Before I could challenge the woman’s statement, the hen, by a brilliant strategic movement, completely eluded her pursuer, and with a triumphant cackle disappeared in the tall grass. The method of her escape showed brains, there could be no two opinions about that; but it was her cackle that should have settled any wavering doubt in the mind of her detractor, for that cackle was uttered at exactly the right moment; not an instant too soon, not a second too late. And it takes brains to know just when to cackle.
A glance at the woman’s face decided me to postpone till another time my defense of the hen. The vanquished rarely have an open mind in regard to the merits of the victor.
After all, would it be worth while to make any attempt, seasonable or unseasonable, to convert this woman to my estimate of the hen? No doubt she would call me old-fashioned, and would assert that since the introduction of steam-heated henhouses, modern nests, perches, brooders, and incubators, since the hen had been deprived of the joy of motherhood and the privilege of rearing her own offspring, there had been a decided falling-off in her mental equipment; that having absolutely no use for brains, she no longer possessed them. Very likely this upto-date farmer’s wife would laugh derisively when she had forced from me the admission that it had been forty years since I had owned a hen. Women have a way of being so exact in regard to incidentals; they are so exasperatingly correct about trifles. But when one is sure of his ground, what difference does a mere detail of forty years matter?
To be sure I should also have to admit that I had owned and raised but one hen. However, if the man of one book serves as a warning, ought not the owner of one hen to prove equally formidable?
This hen of mine belonged to no special breed. She was just a little yellow ball of fluffy feathers the morning I found her in the yard with a broken leg, the victim of a foster-mother’s cruelty.
With bungling boyish tenderness I set the broken leg, and felt the first exultant thrill of ownership when my grandmother said, ‘You may have her.’
‘What shall I name my chicken?’
After a moment’s hesitation my grandmother said, ’Oh, call her Marie Antoinette.’
I accepted the name with no inkling of the fate it was intended to foretell.
After Marie Antoinette had grown into a beautiful hen, I was awakened one morning by a gurgling note of joy.
I opened my eyes to see a newly laid egg at my feet, and Marie Antoinette gazing at me with a look of affection in her small brown eyes.
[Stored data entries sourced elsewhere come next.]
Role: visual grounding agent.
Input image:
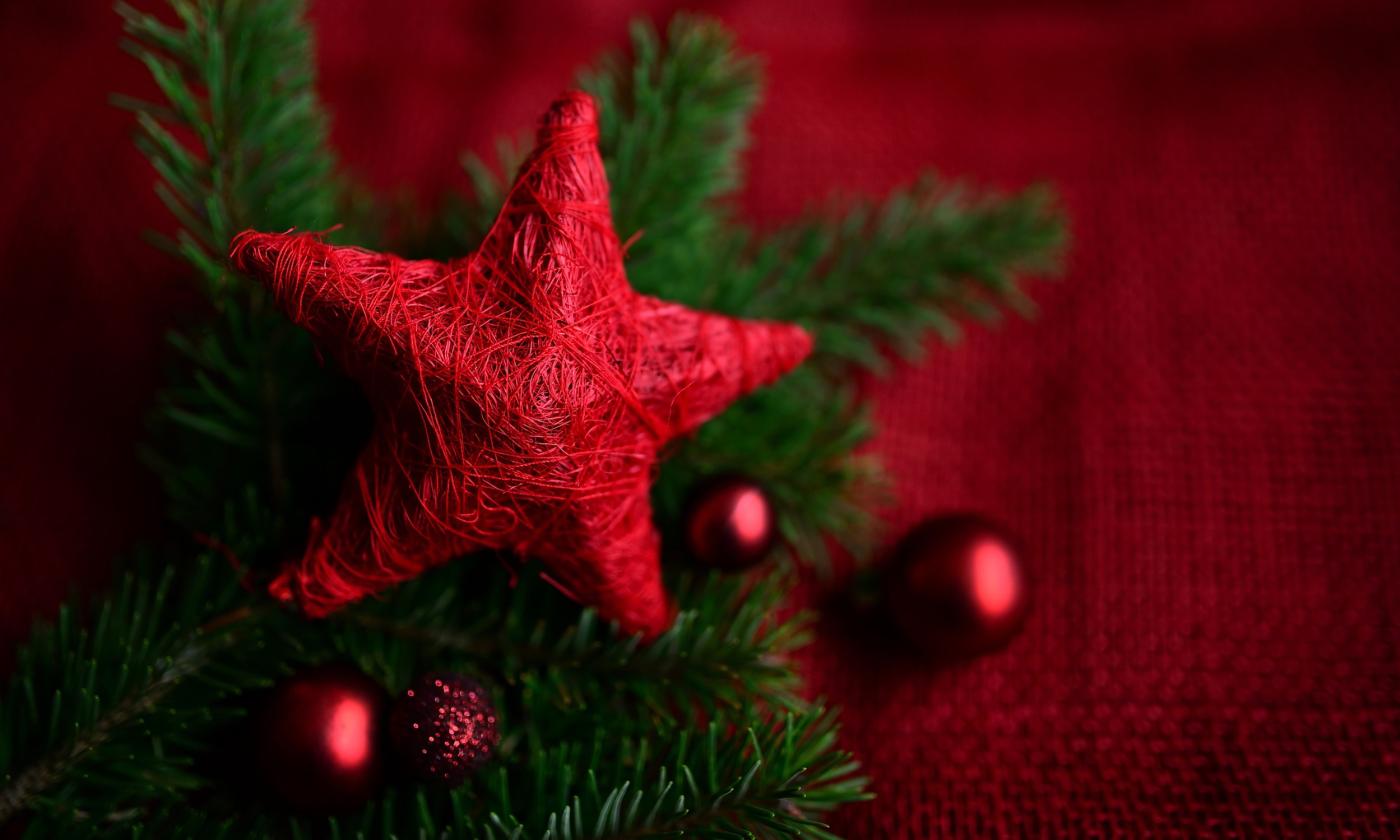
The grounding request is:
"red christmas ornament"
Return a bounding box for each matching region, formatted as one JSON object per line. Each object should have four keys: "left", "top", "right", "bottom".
{"left": 254, "top": 664, "right": 388, "bottom": 813}
{"left": 883, "top": 514, "right": 1030, "bottom": 658}
{"left": 389, "top": 673, "right": 499, "bottom": 785}
{"left": 229, "top": 92, "right": 811, "bottom": 639}
{"left": 683, "top": 475, "right": 778, "bottom": 570}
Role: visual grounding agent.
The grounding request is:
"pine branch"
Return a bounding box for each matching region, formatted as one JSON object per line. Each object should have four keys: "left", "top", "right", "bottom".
{"left": 119, "top": 0, "right": 361, "bottom": 559}
{"left": 321, "top": 567, "right": 809, "bottom": 728}
{"left": 580, "top": 15, "right": 759, "bottom": 278}
{"left": 223, "top": 707, "right": 865, "bottom": 840}
{"left": 116, "top": 0, "right": 340, "bottom": 295}
{"left": 0, "top": 557, "right": 266, "bottom": 828}
{"left": 478, "top": 708, "right": 869, "bottom": 840}
{"left": 5, "top": 565, "right": 842, "bottom": 837}
{"left": 643, "top": 177, "right": 1061, "bottom": 572}
{"left": 446, "top": 14, "right": 758, "bottom": 284}
{"left": 705, "top": 177, "right": 1066, "bottom": 374}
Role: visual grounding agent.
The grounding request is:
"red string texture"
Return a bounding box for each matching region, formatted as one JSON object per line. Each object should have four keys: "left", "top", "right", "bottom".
{"left": 228, "top": 92, "right": 811, "bottom": 638}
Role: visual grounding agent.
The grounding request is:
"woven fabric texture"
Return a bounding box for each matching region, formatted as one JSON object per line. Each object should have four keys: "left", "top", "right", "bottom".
{"left": 1, "top": 0, "right": 1397, "bottom": 835}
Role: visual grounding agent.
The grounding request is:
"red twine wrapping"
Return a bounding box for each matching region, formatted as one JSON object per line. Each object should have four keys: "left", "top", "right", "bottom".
{"left": 229, "top": 92, "right": 811, "bottom": 637}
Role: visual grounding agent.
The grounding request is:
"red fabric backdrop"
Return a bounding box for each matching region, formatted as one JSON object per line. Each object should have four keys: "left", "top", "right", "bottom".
{"left": 2, "top": 0, "right": 1398, "bottom": 834}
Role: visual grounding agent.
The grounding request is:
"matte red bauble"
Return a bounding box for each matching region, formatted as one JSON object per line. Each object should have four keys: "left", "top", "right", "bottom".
{"left": 683, "top": 476, "right": 778, "bottom": 570}
{"left": 883, "top": 514, "right": 1030, "bottom": 658}
{"left": 389, "top": 672, "right": 499, "bottom": 786}
{"left": 254, "top": 663, "right": 388, "bottom": 813}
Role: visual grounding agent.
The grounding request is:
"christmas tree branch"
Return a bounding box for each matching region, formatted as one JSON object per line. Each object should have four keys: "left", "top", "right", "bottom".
{"left": 0, "top": 651, "right": 188, "bottom": 825}
{"left": 645, "top": 180, "right": 1061, "bottom": 575}
{"left": 222, "top": 708, "right": 866, "bottom": 839}
{"left": 0, "top": 558, "right": 265, "bottom": 829}
{"left": 447, "top": 14, "right": 758, "bottom": 288}
{"left": 581, "top": 16, "right": 759, "bottom": 269}
{"left": 477, "top": 709, "right": 869, "bottom": 840}
{"left": 745, "top": 177, "right": 1066, "bottom": 373}
{"left": 120, "top": 0, "right": 356, "bottom": 562}
{"left": 334, "top": 571, "right": 809, "bottom": 721}
{"left": 116, "top": 0, "right": 339, "bottom": 297}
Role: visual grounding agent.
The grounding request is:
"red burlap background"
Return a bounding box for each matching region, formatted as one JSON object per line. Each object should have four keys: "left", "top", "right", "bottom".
{"left": 2, "top": 1, "right": 1397, "bottom": 834}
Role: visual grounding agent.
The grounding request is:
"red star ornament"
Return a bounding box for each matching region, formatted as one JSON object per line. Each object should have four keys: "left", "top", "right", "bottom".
{"left": 229, "top": 92, "right": 811, "bottom": 638}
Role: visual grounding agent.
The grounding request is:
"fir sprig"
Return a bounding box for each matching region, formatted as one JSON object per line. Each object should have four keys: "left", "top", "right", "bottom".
{"left": 737, "top": 177, "right": 1065, "bottom": 373}
{"left": 476, "top": 709, "right": 870, "bottom": 840}
{"left": 115, "top": 0, "right": 340, "bottom": 298}
{"left": 330, "top": 569, "right": 810, "bottom": 725}
{"left": 0, "top": 556, "right": 265, "bottom": 827}
{"left": 446, "top": 14, "right": 759, "bottom": 282}
{"left": 118, "top": 0, "right": 357, "bottom": 563}
{"left": 123, "top": 707, "right": 866, "bottom": 839}
{"left": 581, "top": 16, "right": 759, "bottom": 280}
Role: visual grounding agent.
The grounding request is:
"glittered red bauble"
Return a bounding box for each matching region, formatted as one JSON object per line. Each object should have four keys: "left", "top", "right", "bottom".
{"left": 883, "top": 514, "right": 1030, "bottom": 658}
{"left": 389, "top": 673, "right": 499, "bottom": 785}
{"left": 683, "top": 476, "right": 778, "bottom": 571}
{"left": 254, "top": 663, "right": 388, "bottom": 813}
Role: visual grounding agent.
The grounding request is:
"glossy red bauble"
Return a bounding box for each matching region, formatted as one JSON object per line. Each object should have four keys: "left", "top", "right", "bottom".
{"left": 883, "top": 514, "right": 1030, "bottom": 658}
{"left": 683, "top": 476, "right": 778, "bottom": 571}
{"left": 254, "top": 663, "right": 388, "bottom": 813}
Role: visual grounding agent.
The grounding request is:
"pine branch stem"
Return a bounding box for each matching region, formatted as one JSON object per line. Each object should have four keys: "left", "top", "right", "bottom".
{"left": 343, "top": 612, "right": 786, "bottom": 684}
{"left": 1, "top": 663, "right": 175, "bottom": 824}
{"left": 0, "top": 605, "right": 258, "bottom": 826}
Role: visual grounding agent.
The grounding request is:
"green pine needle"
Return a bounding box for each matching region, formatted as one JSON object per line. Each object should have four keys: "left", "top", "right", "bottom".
{"left": 0, "top": 556, "right": 265, "bottom": 827}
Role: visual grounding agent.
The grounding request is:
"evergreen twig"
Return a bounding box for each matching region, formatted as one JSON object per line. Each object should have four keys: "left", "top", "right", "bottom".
{"left": 332, "top": 570, "right": 809, "bottom": 722}
{"left": 740, "top": 177, "right": 1065, "bottom": 373}
{"left": 118, "top": 0, "right": 352, "bottom": 560}
{"left": 0, "top": 558, "right": 266, "bottom": 827}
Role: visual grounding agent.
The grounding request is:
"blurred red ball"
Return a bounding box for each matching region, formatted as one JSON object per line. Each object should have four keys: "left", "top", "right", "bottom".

She waited just long enough to be sure that I was awake, then she disappeared, as she had come, through the open window.
With the egg in my hand I ran to the kitchen.
‘See, see, granny! Marie Antoinette has laid her first egg on my bed!’
‘ So she has, child. Tell ’Liza to poach it for your breakfast.’
Poach it! Poach Marie Antoineette’s first egg! No, never! I should keep that egg for ever and ever. Accordingly I wrapped it in my best handkerchief and gave it the place of honor among my treasures, beside a button from Stonewall Jackson’s coat.
Marie Antoinette did not come to lay the second egg on my bed. This led my grandmother to remark, —
‘Now your hen is hiding her nest somewhere; you must watch her and bring in the eggs as fast as she lays them.’
I soon found the nest, but its whereabouts remained a delicious secret. When it had twelve eggs in it Marie Antoinette was missed at feeding time. After three weeks of impatient waiting— on my part at least — she came proudly into the yard with nine little chickens in her wake.
From the very first day she had a regular system for the management of her young. In the cool of the early morning she showed them how to find bugs, worms, and grasshoppers; when the noon hour approached she took them under the shade of the great live oak. She taught them to rush to cover under her motherly wings when they saw the shadow made by the whiteheaded eagle as he soared overhead.
As I sat one morning under the old mulberry tree, watching her divide a particularly large and succulent earthworm among her brood, a sudden cloud seemed to overshadow us, and before I could rise up or even cry out, the white-headed eagle had swooped down upon Marie Antoinette and borne her away.
I watched his upward flight, too horrified to utter a sound, but when I finally gave vent to my anguish the united wail of the Sabine men and women before the walls of Rome could not have carried more anguish than did my lament.
‘The white-headed eagle has carried off Marie Antoinette!’
My grandmother showed genuine concern at my grief. ‘Come to the house,’ she urged, ‘and Liza will pull the watermelon out of the well and you may cut it.’
Eat watermelon, and Marie Antoinette being devoured by the whiteheaded eagle! The golden apples of the Hesperides could not have tempted me then.
Although I have never owned anot her hen, that experience of my early boyhood on a Mississippi farm gave me a sentiment for the hen. I should like to see her on a plane, at least, with the turkey and the goose.
She is their superior in every way except that of size, and yet they have long held the place of honor on the Christmas and the Thanksgiving dinner-table, and they have had reams and reams of poetry written about them.
But the hen, that most important of all feathered creatures, who writes poetry about her? Who even takes the trouble to know anything about her early history in America? Who owned the first hen; when and where did she land upon our shores?
Why not make amends for our long years of neglect by making her the centre of the feast on the Fourth of July? Hereafter let it be our Thanksgiving turkey, our Christmas goose, and our Fourth-of-July hen.